Cigna met with investors this week to discuss the merger, which Cordani says he still supports, and also talk about his Plan B — stock buybacks or acquisitions if the deal falls apart, according to notes to investors from Wolfe Research and Goldman Sachs Group Last week, the insurer held its first earnings conference call since Anthem’s takeover was announced a year ago.
“This is a sign that Cigna doesn’t think that the deal’s going to happen,” Les Funtleyder, a health care investor at E Squared Asset Management, said by phone. “Why would you take the time and expense to meet with investors if you thought that in the short term there was going to be a transaction?”
Cordani also laid out to investors how Cigna might deploy its capital if the acquisition falls apart, according to a note to investors from Wolfe Research analyst Justin Lake. With $2.45 billion in cash and equivalents at the end of June, plus short-term investments and a $1.85 billion breakup fee from Anthem, Cigna could have more than $5 billion to spend on acquisitions or share buybacks by the middle of next year. Cigna also could spend even more by taking on debt, Lake wrote.
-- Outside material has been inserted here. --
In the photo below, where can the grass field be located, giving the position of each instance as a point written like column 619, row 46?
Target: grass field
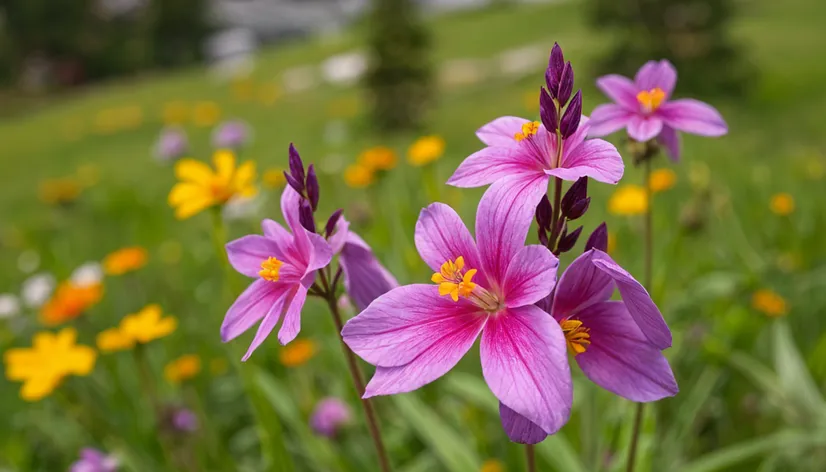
column 752, row 386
The remarks reiterated what Cigna told investors on its second-quarter earnings call.
Cordani’s tone was “demonstrative” on the company’s commitment to the deal, Lake wrote. “The company doesn’t think parsing language in press releases or media reports is an accurate representation of the effort made by management and employees to see the deal get done.”
Matthew Borsch, a Goldman Sachs analyst, also held investor meetings with Cigna. He estimates the company could have at least $10 billion of cash to spend, taking the borrowing into account. The insurer has said its priorities are supporting its existing business, strategic acquisitions and returning funds to shareholders, Borsch wrote. In his note, Borsch said he wouldn’t take a position on whether Anthem and Cigna can beat the Justice Department suit seeking to block their tie-up.
Since the department challenged Anthem’s takeover in late July, Cigna has oscillated in its public responses. The Bloomfield, Connecticut-based company first said it was evaluating its options and cast doubt on whether the deal could be completed. In the earnings call the next week, Cordani said the company was committed to its obligations, though he later qualified those remarks in response to a question from an analyst.
Anthem itself, which is based in Indianapolis, said in court on Thursday that there is “ contentiousness” with Cigna and that the target company’s top management is “no longer interested in being pursued.” The bad rapport between the insurers stems from before the deal was struck, when Cigna rejected Anthem’s initial overtures, in part over a dispute about what role Cordani would have at a combined firm. Anthem also has held meetings with investors to discuss its prospects if a deal can’t be completed.